Depending on how you look at it, online review site Yelp’s recent purchase of Eat24 (NYSE:GRUB)might be a good or bad idea. On the positive side, investors are looking for good news regarding Yelp (NYSE:YELP). Yelp is, of course, a massive collection of online reviews of all sorts of establishments.
Just like with any kind of business-to-consumer online platforms, investors do tend to get quite scared of consumer trends. It only takes a prolonged weakness in the economy for advertising revenues for such consumer-focused websites to take a hit. From an investor perspective, the Eat24 acquisition is a great idea because it gives Yelp yet another revenue stream. Yelp gets another method of making money.

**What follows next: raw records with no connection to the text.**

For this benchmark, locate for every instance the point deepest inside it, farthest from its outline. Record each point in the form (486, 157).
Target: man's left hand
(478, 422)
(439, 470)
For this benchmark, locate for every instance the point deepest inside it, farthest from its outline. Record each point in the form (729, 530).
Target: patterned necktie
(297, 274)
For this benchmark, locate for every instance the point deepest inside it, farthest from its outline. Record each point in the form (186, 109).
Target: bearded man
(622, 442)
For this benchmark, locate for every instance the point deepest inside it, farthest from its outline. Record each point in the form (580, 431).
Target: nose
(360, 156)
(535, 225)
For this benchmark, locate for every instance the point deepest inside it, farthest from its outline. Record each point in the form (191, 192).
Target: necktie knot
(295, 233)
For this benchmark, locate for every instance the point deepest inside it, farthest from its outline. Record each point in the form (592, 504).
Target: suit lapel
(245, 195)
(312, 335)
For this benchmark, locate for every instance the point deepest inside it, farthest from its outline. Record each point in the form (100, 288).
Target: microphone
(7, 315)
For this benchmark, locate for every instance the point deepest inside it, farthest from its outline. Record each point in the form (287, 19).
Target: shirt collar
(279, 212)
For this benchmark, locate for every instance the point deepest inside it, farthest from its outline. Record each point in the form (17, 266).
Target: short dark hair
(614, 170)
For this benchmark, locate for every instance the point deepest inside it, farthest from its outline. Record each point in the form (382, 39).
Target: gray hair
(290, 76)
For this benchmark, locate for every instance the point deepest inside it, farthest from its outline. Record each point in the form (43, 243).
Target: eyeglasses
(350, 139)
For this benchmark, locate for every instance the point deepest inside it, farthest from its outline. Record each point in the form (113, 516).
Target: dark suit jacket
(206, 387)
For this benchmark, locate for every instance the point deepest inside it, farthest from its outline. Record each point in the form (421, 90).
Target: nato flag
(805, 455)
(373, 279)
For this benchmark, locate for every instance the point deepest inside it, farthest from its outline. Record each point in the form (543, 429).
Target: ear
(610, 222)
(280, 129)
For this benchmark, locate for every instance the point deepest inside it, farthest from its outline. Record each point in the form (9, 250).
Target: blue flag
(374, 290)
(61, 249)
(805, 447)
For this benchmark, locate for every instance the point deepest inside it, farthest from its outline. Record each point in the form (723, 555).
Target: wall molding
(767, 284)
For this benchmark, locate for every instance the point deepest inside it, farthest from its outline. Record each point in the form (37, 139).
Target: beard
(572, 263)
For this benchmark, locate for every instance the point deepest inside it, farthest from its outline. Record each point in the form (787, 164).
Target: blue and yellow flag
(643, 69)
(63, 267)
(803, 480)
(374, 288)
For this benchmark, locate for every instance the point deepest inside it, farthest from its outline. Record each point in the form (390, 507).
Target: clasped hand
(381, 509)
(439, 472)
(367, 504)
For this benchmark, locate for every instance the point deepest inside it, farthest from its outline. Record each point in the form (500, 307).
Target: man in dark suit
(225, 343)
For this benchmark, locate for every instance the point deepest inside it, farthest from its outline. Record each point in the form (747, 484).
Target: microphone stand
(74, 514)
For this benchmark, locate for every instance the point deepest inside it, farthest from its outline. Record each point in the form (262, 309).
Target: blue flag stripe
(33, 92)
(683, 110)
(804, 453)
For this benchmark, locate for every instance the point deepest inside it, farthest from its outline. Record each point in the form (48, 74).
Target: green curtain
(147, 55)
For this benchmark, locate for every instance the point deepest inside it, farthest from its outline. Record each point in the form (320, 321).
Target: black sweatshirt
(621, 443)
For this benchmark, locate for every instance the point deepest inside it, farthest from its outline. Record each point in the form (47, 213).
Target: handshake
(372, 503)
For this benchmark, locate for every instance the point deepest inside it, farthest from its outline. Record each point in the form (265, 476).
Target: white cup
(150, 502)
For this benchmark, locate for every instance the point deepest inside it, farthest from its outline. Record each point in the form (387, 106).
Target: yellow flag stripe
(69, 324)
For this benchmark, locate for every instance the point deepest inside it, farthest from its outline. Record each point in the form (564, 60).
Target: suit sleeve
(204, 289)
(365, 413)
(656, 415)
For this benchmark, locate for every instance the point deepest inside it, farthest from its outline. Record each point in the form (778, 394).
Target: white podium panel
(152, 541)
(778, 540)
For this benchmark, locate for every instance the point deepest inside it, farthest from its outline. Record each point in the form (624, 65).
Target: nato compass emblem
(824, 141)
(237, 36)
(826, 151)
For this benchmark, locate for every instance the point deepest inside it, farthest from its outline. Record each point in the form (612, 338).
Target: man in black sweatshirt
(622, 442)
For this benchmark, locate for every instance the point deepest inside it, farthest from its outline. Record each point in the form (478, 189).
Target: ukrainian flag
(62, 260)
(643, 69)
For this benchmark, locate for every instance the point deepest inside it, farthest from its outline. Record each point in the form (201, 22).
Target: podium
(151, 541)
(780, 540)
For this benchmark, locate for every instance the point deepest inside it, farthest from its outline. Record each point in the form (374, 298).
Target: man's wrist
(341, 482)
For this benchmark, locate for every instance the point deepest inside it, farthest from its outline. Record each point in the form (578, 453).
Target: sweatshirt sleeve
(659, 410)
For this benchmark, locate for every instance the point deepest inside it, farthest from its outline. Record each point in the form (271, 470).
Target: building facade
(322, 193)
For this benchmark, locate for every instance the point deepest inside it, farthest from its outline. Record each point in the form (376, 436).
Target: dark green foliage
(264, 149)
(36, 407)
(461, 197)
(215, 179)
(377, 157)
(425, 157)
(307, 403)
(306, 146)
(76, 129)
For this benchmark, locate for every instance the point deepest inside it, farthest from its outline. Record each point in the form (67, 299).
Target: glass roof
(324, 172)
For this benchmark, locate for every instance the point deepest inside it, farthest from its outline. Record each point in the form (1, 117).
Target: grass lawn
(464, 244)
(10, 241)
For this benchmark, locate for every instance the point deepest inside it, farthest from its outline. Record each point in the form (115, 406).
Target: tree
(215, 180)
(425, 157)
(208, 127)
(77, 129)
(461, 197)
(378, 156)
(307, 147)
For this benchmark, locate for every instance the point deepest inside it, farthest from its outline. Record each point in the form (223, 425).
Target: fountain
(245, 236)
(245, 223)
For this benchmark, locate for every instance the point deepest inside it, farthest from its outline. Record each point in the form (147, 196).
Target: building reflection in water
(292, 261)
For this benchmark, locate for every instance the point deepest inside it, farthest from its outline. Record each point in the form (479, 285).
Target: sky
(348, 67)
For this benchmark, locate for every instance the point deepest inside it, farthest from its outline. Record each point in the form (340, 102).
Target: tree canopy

The downside of this acquisition is the fact that it sends the wrong message for people who want to use Yelp for restaurant reviews. If Yelp is an owner of a particular restaurant or food-ordering business, conflict-of-interest issues unnecessarily come to mind. While I am sure all sorts of safeguards will be put in place to prevent such conflict-of-interest issues from materializing, there is still the problem of perception. In many cases, it only takes a bad public perception, despite the lack of any evidence of wrongdoing, for a company to suffer.
Yelp’s acquisition of Eat24 is definitely a two-edged sword. It would be nice to know if Yelp’s management has gone through the proper decision-making processes before making this move. Never underestimate the power of bad perception. In fact, bad perceptions may be the only thing that smaller and nimbler competitors would need to get a powerful competitive advantage.